A relação de Lívio Barreto com a ferrovia começa com o próprio limiar da Estrada de Ferro de Sobral, nascido em 1870, na fazenda de Angicos, Lívio e sua família se estabeleceram na cidade de Granja em 1878, ano dos estudos para implementação da obra. Sua infância na cidade e o seu crescimento foi concomitante ao da grande serpente de ferro, e durante toda sua vida ela esteve ou diante de seus olhos ou debaixo de seus pés, sendo uma confidente devota.

Suas viagens de trem eram recorrentes, na verdade, a vida de Lívio era uma fuga, que se fragmentava em outras: a fuga da profissão de caixeiro, do amor não correspondido, da realidade, da própria terra. Desde cedo partia para encontrar o paraíso poético idealizado, nunca encontrado efetivamente, diga-se. A primeira ida foi para o Pará, de onde voltou 4 anos depois desalentado e doente de beribéri, porém com conhecimento de autores portugueses e uma poesia mais amadurecida. Foi pela ferrovia que chegou até o vapor que o conduziria a Fortaleza da belle époque, lá travaria intimidade com os “novos do Ceará” e, com alguns deles, fundaria o revolucionário movimento literário da Padaria Espiritual. Também foi por esse trecho Granja-Camocim que transitou os manuscritos destinados ao prelo da sua única obra, Dolentes, aquela que seria considerada a expressão máxima do Simbolismo no Ceará.

O ramal Granja/Camocim do trem, antes do embarque no navio ou depois dele, poderia tanto ser um portal mágico das expectativas como a alameda do cemitério delas, dependendo da ocasião.
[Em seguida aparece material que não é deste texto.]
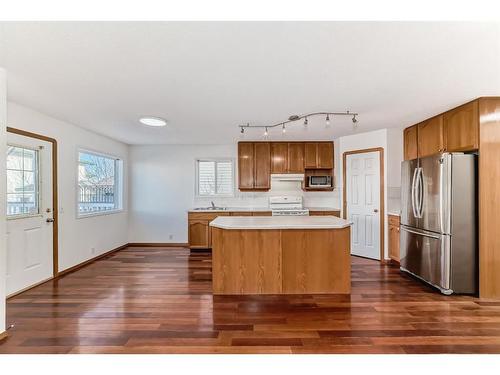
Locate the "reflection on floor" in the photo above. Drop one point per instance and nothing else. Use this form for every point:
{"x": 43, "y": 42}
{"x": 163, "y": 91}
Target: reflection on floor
{"x": 158, "y": 300}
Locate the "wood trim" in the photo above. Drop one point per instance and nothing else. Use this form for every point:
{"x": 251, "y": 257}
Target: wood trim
{"x": 380, "y": 150}
{"x": 87, "y": 262}
{"x": 3, "y": 336}
{"x": 55, "y": 205}
{"x": 157, "y": 244}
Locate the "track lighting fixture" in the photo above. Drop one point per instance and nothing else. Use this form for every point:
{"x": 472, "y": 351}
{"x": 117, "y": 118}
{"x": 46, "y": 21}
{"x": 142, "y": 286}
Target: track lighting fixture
{"x": 306, "y": 116}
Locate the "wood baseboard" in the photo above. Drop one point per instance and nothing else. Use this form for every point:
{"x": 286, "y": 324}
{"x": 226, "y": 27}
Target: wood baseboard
{"x": 28, "y": 288}
{"x": 80, "y": 265}
{"x": 157, "y": 244}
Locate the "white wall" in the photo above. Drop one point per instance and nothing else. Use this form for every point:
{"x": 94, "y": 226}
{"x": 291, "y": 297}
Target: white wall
{"x": 3, "y": 199}
{"x": 76, "y": 236}
{"x": 162, "y": 189}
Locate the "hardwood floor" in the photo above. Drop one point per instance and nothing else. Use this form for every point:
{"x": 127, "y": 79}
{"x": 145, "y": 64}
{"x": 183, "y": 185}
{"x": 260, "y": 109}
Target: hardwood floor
{"x": 154, "y": 300}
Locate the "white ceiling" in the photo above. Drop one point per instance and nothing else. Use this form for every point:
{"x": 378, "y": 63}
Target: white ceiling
{"x": 205, "y": 78}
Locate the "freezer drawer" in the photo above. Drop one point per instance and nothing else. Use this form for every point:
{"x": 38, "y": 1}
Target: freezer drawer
{"x": 427, "y": 256}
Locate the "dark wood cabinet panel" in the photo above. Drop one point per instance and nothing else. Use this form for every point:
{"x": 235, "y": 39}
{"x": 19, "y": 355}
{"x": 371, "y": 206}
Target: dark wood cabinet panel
{"x": 325, "y": 155}
{"x": 279, "y": 157}
{"x": 410, "y": 143}
{"x": 246, "y": 165}
{"x": 461, "y": 127}
{"x": 310, "y": 154}
{"x": 430, "y": 136}
{"x": 262, "y": 156}
{"x": 296, "y": 157}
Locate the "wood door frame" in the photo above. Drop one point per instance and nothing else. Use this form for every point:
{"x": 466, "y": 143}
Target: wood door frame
{"x": 380, "y": 150}
{"x": 55, "y": 207}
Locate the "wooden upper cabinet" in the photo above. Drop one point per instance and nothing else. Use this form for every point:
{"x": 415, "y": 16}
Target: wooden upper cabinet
{"x": 279, "y": 157}
{"x": 430, "y": 136}
{"x": 318, "y": 155}
{"x": 296, "y": 157}
{"x": 262, "y": 156}
{"x": 325, "y": 155}
{"x": 410, "y": 143}
{"x": 246, "y": 165}
{"x": 461, "y": 127}
{"x": 310, "y": 154}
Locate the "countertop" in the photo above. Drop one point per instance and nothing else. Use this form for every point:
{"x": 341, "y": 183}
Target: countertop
{"x": 279, "y": 222}
{"x": 261, "y": 209}
{"x": 394, "y": 206}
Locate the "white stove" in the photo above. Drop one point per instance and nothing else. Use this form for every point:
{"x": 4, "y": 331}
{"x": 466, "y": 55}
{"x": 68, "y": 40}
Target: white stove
{"x": 287, "y": 206}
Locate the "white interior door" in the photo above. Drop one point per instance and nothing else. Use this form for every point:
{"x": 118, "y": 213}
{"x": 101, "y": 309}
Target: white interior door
{"x": 29, "y": 212}
{"x": 363, "y": 203}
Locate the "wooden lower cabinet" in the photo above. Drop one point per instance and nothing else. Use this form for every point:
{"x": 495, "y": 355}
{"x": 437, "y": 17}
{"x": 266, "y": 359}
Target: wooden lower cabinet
{"x": 394, "y": 238}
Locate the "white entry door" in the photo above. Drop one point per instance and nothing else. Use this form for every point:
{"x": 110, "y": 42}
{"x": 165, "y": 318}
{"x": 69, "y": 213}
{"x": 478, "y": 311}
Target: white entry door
{"x": 29, "y": 212}
{"x": 363, "y": 203}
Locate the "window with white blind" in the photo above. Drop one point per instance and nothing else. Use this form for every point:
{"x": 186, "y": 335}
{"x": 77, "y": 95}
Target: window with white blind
{"x": 214, "y": 177}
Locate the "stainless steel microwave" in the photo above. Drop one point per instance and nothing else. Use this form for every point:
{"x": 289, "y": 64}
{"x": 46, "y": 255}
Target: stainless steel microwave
{"x": 320, "y": 181}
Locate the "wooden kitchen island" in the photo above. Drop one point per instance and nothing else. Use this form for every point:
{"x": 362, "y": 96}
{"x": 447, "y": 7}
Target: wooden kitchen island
{"x": 281, "y": 255}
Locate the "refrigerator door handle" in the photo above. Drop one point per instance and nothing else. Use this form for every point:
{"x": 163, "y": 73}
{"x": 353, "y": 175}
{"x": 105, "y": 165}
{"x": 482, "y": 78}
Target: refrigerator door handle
{"x": 413, "y": 205}
{"x": 424, "y": 234}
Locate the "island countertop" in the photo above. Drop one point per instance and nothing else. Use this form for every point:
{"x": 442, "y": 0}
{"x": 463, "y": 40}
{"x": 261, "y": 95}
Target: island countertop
{"x": 279, "y": 222}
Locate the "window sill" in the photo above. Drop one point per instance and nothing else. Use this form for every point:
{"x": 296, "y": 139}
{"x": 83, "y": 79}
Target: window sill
{"x": 99, "y": 213}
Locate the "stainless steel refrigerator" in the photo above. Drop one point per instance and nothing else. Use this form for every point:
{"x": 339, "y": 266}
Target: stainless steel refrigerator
{"x": 439, "y": 221}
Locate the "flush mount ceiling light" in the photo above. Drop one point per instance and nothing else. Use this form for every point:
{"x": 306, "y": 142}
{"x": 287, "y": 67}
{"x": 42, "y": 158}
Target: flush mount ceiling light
{"x": 305, "y": 116}
{"x": 153, "y": 121}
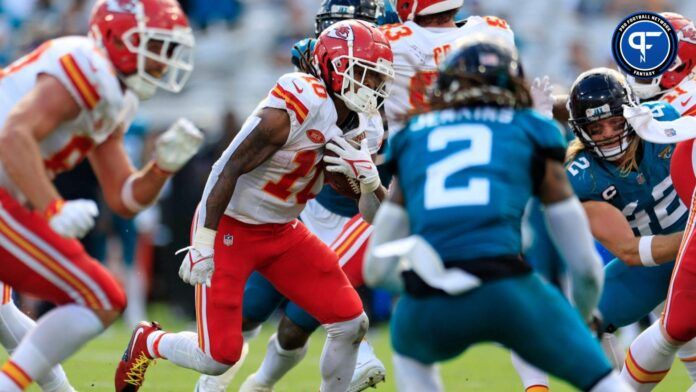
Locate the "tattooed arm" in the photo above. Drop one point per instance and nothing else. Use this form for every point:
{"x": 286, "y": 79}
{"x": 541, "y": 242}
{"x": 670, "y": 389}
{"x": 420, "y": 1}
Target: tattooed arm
{"x": 260, "y": 137}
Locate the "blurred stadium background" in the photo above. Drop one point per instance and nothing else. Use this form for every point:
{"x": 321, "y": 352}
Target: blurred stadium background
{"x": 242, "y": 46}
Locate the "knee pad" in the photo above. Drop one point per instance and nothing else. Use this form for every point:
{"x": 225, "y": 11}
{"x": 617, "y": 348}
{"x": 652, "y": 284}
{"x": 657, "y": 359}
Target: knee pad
{"x": 227, "y": 350}
{"x": 251, "y": 334}
{"x": 211, "y": 367}
{"x": 353, "y": 330}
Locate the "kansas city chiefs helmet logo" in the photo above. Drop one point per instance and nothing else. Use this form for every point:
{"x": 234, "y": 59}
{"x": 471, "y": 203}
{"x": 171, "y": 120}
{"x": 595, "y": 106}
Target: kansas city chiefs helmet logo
{"x": 342, "y": 32}
{"x": 122, "y": 5}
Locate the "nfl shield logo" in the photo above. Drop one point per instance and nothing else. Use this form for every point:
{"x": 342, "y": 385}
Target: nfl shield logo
{"x": 227, "y": 240}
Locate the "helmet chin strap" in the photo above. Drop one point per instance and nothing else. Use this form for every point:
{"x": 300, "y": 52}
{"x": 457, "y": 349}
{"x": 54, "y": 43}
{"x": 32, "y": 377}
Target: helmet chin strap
{"x": 141, "y": 87}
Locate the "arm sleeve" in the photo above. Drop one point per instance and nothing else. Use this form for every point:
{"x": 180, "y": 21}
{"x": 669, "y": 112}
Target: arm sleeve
{"x": 304, "y": 98}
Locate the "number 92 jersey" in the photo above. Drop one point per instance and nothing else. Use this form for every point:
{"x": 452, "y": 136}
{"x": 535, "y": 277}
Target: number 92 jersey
{"x": 466, "y": 175}
{"x": 646, "y": 197}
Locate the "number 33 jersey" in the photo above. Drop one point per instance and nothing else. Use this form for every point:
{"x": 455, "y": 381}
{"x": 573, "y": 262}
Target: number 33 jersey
{"x": 417, "y": 53}
{"x": 276, "y": 191}
{"x": 90, "y": 79}
{"x": 646, "y": 197}
{"x": 467, "y": 174}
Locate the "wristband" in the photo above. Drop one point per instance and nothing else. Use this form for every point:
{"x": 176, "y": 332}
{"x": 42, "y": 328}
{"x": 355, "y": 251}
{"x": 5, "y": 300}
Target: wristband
{"x": 645, "y": 251}
{"x": 204, "y": 237}
{"x": 127, "y": 196}
{"x": 53, "y": 208}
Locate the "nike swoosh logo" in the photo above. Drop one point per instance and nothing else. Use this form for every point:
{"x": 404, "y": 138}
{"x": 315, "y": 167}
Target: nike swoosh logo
{"x": 135, "y": 338}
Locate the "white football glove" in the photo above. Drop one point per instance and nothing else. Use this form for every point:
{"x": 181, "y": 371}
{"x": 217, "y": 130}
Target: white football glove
{"x": 177, "y": 145}
{"x": 639, "y": 117}
{"x": 198, "y": 265}
{"x": 353, "y": 163}
{"x": 541, "y": 96}
{"x": 74, "y": 218}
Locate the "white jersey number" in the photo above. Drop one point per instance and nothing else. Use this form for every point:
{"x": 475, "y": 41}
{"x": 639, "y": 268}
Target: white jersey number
{"x": 437, "y": 195}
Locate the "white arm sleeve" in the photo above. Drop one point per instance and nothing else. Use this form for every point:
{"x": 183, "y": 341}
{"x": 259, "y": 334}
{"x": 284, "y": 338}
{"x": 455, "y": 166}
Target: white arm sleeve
{"x": 570, "y": 230}
{"x": 391, "y": 223}
{"x": 668, "y": 132}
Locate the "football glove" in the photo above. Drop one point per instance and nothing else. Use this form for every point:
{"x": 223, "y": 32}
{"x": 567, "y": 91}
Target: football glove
{"x": 177, "y": 145}
{"x": 638, "y": 117}
{"x": 198, "y": 264}
{"x": 353, "y": 163}
{"x": 72, "y": 219}
{"x": 542, "y": 97}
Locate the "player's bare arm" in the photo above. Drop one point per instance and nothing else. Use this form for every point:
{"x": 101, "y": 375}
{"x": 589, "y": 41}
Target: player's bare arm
{"x": 25, "y": 128}
{"x": 268, "y": 136}
{"x": 611, "y": 228}
{"x": 112, "y": 167}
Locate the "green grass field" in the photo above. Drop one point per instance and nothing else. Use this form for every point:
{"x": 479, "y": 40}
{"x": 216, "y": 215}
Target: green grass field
{"x": 485, "y": 367}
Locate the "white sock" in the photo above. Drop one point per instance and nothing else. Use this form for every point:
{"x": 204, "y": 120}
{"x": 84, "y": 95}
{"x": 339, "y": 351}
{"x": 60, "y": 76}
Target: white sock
{"x": 57, "y": 335}
{"x": 182, "y": 349}
{"x": 648, "y": 359}
{"x": 413, "y": 376}
{"x": 135, "y": 290}
{"x": 221, "y": 382}
{"x": 278, "y": 362}
{"x": 612, "y": 383}
{"x": 14, "y": 324}
{"x": 341, "y": 352}
{"x": 613, "y": 349}
{"x": 687, "y": 354}
{"x": 530, "y": 375}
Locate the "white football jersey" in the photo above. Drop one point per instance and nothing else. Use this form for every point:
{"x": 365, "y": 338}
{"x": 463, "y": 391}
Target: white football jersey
{"x": 90, "y": 78}
{"x": 683, "y": 97}
{"x": 277, "y": 190}
{"x": 417, "y": 53}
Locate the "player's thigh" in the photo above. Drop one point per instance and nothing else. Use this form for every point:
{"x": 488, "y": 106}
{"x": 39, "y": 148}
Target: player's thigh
{"x": 350, "y": 247}
{"x": 40, "y": 262}
{"x": 682, "y": 170}
{"x": 429, "y": 329}
{"x": 301, "y": 318}
{"x": 219, "y": 307}
{"x": 261, "y": 299}
{"x": 632, "y": 292}
{"x": 308, "y": 275}
{"x": 542, "y": 327}
{"x": 678, "y": 317}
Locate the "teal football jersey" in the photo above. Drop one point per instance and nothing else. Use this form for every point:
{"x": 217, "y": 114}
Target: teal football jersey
{"x": 646, "y": 197}
{"x": 466, "y": 175}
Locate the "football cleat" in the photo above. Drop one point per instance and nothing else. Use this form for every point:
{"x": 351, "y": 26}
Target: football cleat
{"x": 130, "y": 373}
{"x": 369, "y": 370}
{"x": 251, "y": 385}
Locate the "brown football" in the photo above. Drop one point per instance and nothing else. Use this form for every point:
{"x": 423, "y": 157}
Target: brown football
{"x": 348, "y": 187}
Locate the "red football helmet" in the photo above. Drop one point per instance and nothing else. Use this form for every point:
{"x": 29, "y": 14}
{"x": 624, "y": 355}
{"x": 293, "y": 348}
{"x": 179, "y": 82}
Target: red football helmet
{"x": 132, "y": 31}
{"x": 408, "y": 9}
{"x": 682, "y": 66}
{"x": 346, "y": 55}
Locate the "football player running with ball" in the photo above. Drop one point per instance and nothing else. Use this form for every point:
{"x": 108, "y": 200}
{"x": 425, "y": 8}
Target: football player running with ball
{"x": 325, "y": 216}
{"x": 73, "y": 98}
{"x": 247, "y": 218}
{"x": 449, "y": 234}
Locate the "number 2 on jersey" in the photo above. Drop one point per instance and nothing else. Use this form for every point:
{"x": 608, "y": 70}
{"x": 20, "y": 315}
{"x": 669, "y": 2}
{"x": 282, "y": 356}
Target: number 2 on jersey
{"x": 477, "y": 192}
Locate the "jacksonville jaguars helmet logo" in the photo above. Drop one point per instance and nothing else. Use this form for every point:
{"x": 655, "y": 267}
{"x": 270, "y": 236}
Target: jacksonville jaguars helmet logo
{"x": 342, "y": 32}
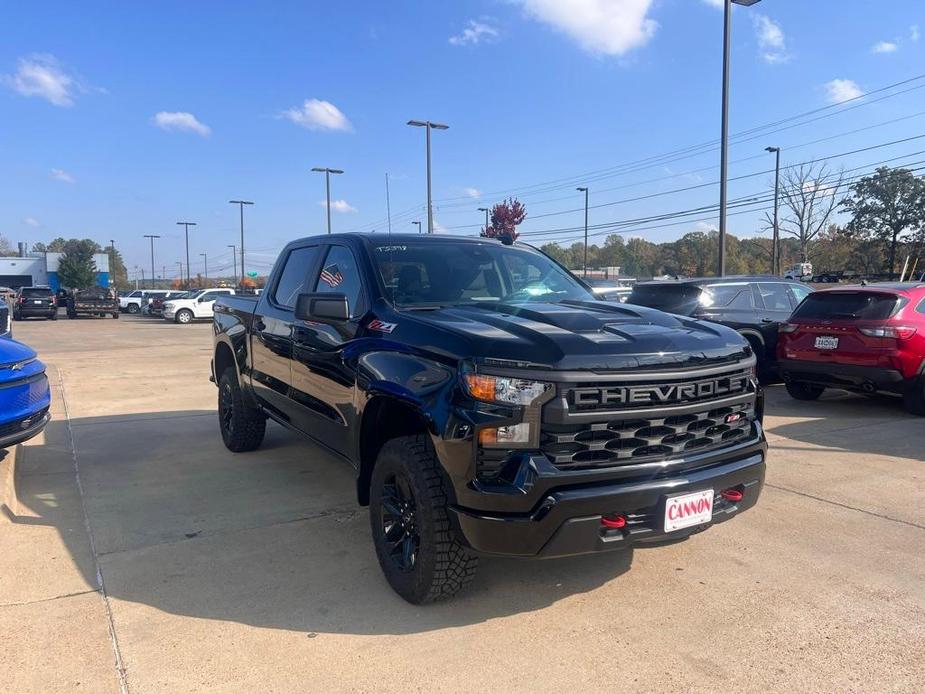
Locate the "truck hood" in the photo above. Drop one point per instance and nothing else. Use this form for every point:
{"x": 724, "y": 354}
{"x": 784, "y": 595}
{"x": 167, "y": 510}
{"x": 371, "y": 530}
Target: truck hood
{"x": 575, "y": 335}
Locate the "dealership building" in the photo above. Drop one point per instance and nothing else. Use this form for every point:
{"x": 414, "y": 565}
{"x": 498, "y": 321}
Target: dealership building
{"x": 29, "y": 270}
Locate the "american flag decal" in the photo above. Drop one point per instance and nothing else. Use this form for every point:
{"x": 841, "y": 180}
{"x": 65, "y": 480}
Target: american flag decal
{"x": 331, "y": 276}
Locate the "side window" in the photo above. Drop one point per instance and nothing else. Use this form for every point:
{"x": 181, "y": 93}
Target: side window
{"x": 799, "y": 292}
{"x": 775, "y": 296}
{"x": 341, "y": 275}
{"x": 294, "y": 278}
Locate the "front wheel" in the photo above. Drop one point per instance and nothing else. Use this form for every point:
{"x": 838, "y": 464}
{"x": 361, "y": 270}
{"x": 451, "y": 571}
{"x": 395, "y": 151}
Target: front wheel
{"x": 242, "y": 426}
{"x": 804, "y": 391}
{"x": 420, "y": 556}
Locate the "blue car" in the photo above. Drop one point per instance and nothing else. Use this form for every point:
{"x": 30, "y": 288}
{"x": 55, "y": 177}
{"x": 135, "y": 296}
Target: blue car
{"x": 24, "y": 394}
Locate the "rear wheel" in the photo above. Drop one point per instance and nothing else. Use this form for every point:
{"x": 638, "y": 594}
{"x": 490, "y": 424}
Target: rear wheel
{"x": 804, "y": 391}
{"x": 420, "y": 556}
{"x": 914, "y": 397}
{"x": 242, "y": 426}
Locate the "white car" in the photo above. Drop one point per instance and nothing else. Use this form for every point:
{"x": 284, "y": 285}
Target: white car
{"x": 195, "y": 307}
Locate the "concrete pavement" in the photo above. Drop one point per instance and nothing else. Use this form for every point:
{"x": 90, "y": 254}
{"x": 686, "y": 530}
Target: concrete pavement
{"x": 255, "y": 572}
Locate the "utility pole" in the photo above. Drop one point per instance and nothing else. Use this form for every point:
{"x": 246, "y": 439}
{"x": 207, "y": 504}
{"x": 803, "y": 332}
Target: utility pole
{"x": 428, "y": 126}
{"x": 241, "y": 203}
{"x": 234, "y": 257}
{"x": 486, "y": 210}
{"x": 775, "y": 249}
{"x": 152, "y": 237}
{"x": 724, "y": 135}
{"x": 585, "y": 191}
{"x": 327, "y": 185}
{"x": 388, "y": 202}
{"x": 186, "y": 226}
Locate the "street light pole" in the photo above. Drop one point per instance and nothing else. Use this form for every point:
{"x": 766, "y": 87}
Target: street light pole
{"x": 327, "y": 186}
{"x": 775, "y": 249}
{"x": 486, "y": 210}
{"x": 428, "y": 126}
{"x": 241, "y": 203}
{"x": 585, "y": 191}
{"x": 186, "y": 226}
{"x": 152, "y": 237}
{"x": 724, "y": 136}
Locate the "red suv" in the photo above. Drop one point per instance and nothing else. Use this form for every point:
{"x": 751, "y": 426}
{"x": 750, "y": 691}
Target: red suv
{"x": 862, "y": 338}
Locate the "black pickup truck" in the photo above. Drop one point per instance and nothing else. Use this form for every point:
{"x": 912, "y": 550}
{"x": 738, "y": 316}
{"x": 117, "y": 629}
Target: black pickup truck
{"x": 489, "y": 403}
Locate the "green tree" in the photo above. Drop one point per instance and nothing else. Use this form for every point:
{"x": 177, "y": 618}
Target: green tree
{"x": 76, "y": 270}
{"x": 886, "y": 205}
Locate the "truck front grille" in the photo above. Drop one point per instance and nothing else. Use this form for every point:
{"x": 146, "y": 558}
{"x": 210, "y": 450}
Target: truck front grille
{"x": 625, "y": 441}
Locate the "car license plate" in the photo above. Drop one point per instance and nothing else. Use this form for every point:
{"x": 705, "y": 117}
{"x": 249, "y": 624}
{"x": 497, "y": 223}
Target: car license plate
{"x": 688, "y": 509}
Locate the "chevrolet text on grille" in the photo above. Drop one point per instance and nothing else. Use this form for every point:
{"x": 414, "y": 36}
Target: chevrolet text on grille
{"x": 670, "y": 392}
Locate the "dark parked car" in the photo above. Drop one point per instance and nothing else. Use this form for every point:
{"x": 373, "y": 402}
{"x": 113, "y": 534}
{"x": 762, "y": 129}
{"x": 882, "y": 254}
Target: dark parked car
{"x": 34, "y": 302}
{"x": 754, "y": 306}
{"x": 24, "y": 394}
{"x": 489, "y": 403}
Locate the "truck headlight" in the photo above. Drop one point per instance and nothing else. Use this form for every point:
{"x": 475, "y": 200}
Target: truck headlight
{"x": 509, "y": 391}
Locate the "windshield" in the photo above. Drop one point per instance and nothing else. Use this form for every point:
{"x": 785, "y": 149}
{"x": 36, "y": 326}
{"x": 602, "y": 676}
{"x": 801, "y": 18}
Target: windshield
{"x": 448, "y": 273}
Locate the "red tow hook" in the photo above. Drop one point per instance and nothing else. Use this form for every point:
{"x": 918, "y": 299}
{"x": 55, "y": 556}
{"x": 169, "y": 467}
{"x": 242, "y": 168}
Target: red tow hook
{"x": 732, "y": 495}
{"x": 612, "y": 520}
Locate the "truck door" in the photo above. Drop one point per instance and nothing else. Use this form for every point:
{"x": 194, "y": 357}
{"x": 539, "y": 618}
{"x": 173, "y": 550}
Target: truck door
{"x": 322, "y": 384}
{"x": 271, "y": 330}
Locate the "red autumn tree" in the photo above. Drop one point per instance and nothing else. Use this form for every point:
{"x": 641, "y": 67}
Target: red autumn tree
{"x": 505, "y": 217}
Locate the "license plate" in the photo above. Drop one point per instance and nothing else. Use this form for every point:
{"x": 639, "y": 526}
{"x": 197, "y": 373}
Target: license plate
{"x": 688, "y": 509}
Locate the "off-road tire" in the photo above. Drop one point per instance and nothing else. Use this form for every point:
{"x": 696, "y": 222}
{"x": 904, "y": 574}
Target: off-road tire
{"x": 914, "y": 397}
{"x": 242, "y": 425}
{"x": 442, "y": 566}
{"x": 804, "y": 391}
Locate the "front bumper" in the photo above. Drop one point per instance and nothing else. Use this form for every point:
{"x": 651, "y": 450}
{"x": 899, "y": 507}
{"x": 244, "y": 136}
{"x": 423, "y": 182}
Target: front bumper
{"x": 568, "y": 520}
{"x": 846, "y": 376}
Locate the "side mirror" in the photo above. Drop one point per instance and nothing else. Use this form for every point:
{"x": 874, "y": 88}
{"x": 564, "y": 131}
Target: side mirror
{"x": 322, "y": 307}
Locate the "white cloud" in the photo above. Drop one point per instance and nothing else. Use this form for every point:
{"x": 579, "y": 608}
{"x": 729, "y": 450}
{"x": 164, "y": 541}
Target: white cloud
{"x": 609, "y": 27}
{"x": 842, "y": 90}
{"x": 43, "y": 76}
{"x": 316, "y": 114}
{"x": 61, "y": 175}
{"x": 771, "y": 39}
{"x": 341, "y": 206}
{"x": 475, "y": 33}
{"x": 181, "y": 121}
{"x": 885, "y": 47}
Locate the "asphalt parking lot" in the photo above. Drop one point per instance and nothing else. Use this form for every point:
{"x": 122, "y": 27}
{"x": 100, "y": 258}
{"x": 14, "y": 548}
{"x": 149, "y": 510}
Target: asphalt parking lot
{"x": 256, "y": 572}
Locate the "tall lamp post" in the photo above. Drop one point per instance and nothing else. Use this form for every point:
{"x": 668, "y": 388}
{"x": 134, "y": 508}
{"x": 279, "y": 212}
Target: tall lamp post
{"x": 327, "y": 186}
{"x": 486, "y": 210}
{"x": 585, "y": 191}
{"x": 775, "y": 248}
{"x": 724, "y": 136}
{"x": 428, "y": 126}
{"x": 241, "y": 204}
{"x": 186, "y": 226}
{"x": 152, "y": 237}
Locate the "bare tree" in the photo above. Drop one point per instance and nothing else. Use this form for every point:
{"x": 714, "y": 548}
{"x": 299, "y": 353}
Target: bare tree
{"x": 809, "y": 197}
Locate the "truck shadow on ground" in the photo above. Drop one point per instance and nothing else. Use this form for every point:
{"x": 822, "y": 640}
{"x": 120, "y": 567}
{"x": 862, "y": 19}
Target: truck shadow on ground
{"x": 272, "y": 538}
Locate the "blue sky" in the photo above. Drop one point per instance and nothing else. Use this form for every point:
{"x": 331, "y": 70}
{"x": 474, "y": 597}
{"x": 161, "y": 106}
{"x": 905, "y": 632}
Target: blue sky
{"x": 121, "y": 118}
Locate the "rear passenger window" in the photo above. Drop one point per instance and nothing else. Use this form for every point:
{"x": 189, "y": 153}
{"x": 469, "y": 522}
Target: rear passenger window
{"x": 294, "y": 278}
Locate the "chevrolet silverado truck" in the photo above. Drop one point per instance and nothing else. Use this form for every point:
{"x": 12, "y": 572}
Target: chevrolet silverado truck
{"x": 488, "y": 403}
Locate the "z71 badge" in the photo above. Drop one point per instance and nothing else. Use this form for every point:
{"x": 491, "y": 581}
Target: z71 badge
{"x": 382, "y": 326}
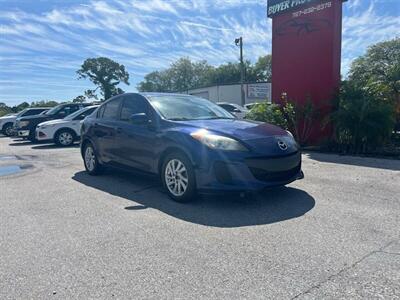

Mas quando as viagens ficaram limitadas entre as duas cidades provincianas, quando as dificuldades da vida não lhe permitiram ultrapassar o porto, o desejo e a esperança de ir embora o cansou, o venceu, e contribuiu para sua morte precoce, aos 25 anos de idade, em seu último refúgio, Camocim.

E para arrematar, como a ferrovia parece sempre, de certa forma, fazer parte de momentos decisivos de Lívio, não nos censuraríamos imaginar que talvez tenha sido o trem que trouxe seu corpo de volta a Granja, selando de vez suas frustradas tentativas de fuga e fechando definitivamente a contextura entre a ferrovia e o poeta.

Créditos

Fotógrafo: Marden Sousa

Modelo: Matheus Andrade
Texto de: Edinailson Passos.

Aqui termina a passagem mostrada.